Soylu, devletin ve milletin büyüklüğüne bir kez daha şahit olduklarını aktararak rüzgar, hava sıcaklığı ve kuruluğu gibi dezavantajlara karşı büyük savaş verildiğini belirtti.
Tamamen söndürüldüğü düşünülen bölgelerde yarım saat, 1 saat sonra yeniden alevlerin şiddetle yükseldiğini söyleyen Bakan Soylu, moral ve motivasyonun devam ettirilmesi gereken bir durumun yaşandığına işaret etti.
- Provokasyon tartışmaları
Vatandaşlara yarın daha iyi haber vermek istediklerini de belirten Bakan Soylu, şöyle devam etti:
"Provokasyon var mı? Var. Yok dersem yalan söylemiş olurum. Onun için halkımızın karşısında yalan söylemeyeyim. Ormancımızın yanına gidip de 'Siz işinizi yapmıyorsunuz, hakkımızı helal etmiyoruz.' diyenler beni son derece rencide ediyor, onları da moralsizlendiriyor. Böyle provokatif davranışlar var. Onlara da hep beraber göğüs gereceğiz. Çünkü en son geldiğim Köyceğiz'de ateşin içindeydiler. Ne zaman kurtulurlar, ne zaman kurtulmazlar bilmiyorum. Hortumu atmışlar, ormanın içine girmişler ki vadiden yangın başka bir tarafa girmesin. Ormanın içinde arazözlerle yangını söndürmeye çalışmak başka bir kahramanlık hikayesi ve inanç meselesidir. Bir şey istirham ediyorum, İstanbul'da durup, başka bir yerde durup buradaki insanları da bir telaşa koymanın anlamı yok. Zaten buradaki insanlar çok rahat haberleşiyor. Burada binlerce insan var ve çalışıyor, herkes koordinasyon içinde. Havada İHA'lar, helikopterler, her şeyimiz var var. Bütün kamu kurum ve kuruluşlarımıza, bütün belediyelerimize bütün bilgiler anında akıyor. Biz gittikten sonra bir anda Kavaklıdere'de, Menteşe'de yangın başladı. 'Menteşe'deki bütün evler yandı' diye kamuoyuna bilgi vermek insafsızlıktır ve vicdansızlıktır. Buradaki insanların emeğine, burada yaşayanların duygularına hakarettir. Her şey olabilirsiniz sanatçı, profesör olabilirsiniz. Bu buradaki insanların hayatlarıyla, duygularıyla, gerçekleriyle oynamamıza kimse müsaade edemez."

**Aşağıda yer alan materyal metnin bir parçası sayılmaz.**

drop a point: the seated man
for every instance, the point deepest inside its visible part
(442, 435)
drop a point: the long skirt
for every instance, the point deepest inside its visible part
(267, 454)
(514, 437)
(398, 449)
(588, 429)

Soylu, binlerce insanın yangınları söndürmek için çalıştığını hatırlatarak spekülatif, provokatif açıklamaların yapılmamasını istirham ettiğini aktardı.
Türkiye'nin her yerinden belediyelerin destek verdiğini anlatan Soylu, şöyle devam etti:
"Şu tartışmalar öyle ayıp ki... Bunu da milletvekilleri bazen ortaya koymaya çalışıyor. Buna da üzülüyorum, yapmasınlar istirham ediyorum. 'Polisin TOMA'sı vatandaş gösteri yaparken su sıkıyor, şimdi su sıkacak.' E sıkıyor, baştan beri... 'Biz söyledik de oldu.' Tamam, 'Siz söylediniz de oldu' desem siz kendinizi tatmin edeceksiniz buyurun edin tatmin ama öyle değil. Başından beri bir programı var. Yangın yerleşim yerlerine inmeye başladığı andan itibaren TOMA devreye girdi ve bu Antalya'da bunu gördüğümüz birinci günden, andan itibaren oldu. TOMA dediğin araç yangının içine giremez ki... Ağır hareketli bir araçtır. Yerleşim yerlerine oraya sıçramaması için itfaiyeye de diğer araçlara da takviye amaçlıdır. Bu tartışmanın anlamı ne? Bir yangından bu tartışmayı mı çıkarabiliyoruz?" dedi.
Bakan Soylu, onlarca TOMA'yı konuşlandırdıklarını söyleyerek kendilerine yönelik bir başka sorunun da "Jandarmanın helikopterleri yardım ediyor mu?" olduğunu ifade etti.
Jandarma helikopterlerinin teknik cihazı olmadığını kaydeden Soylu, "Bizdeki 5 su alan sepeti, bageti Orman Bakanlığına vermiştik zaten daha önce. Çalışmaları için verilmişti. Yangının boyutu büyüyünce hepimiz gayret gösterdik. Türkiye'de baget yok. Türkiye'de suyu taşıyan bambi yok. Netice itibarıyla birçok ülkeden bulmaya çalıştık. Şu ana kadar da 4 tane bulduk. Artı yine bir ülkeden 3 tane daha bulduk. Onların teknik cihazlarını da bir vesileyle arkadaşlarımız 24 saattir çalışıyorlar acaba bunu nasıl yapabiliriz diye. Elimizdeki bütün imkanları sevk etmeye çalışıyoruz. Bütün her şeyi ortaya koymaya çalışıyoruz. Bu tartışmalar, söylemler neyi ifade eder, ben bunu anlayabiliyor değilim." dedi.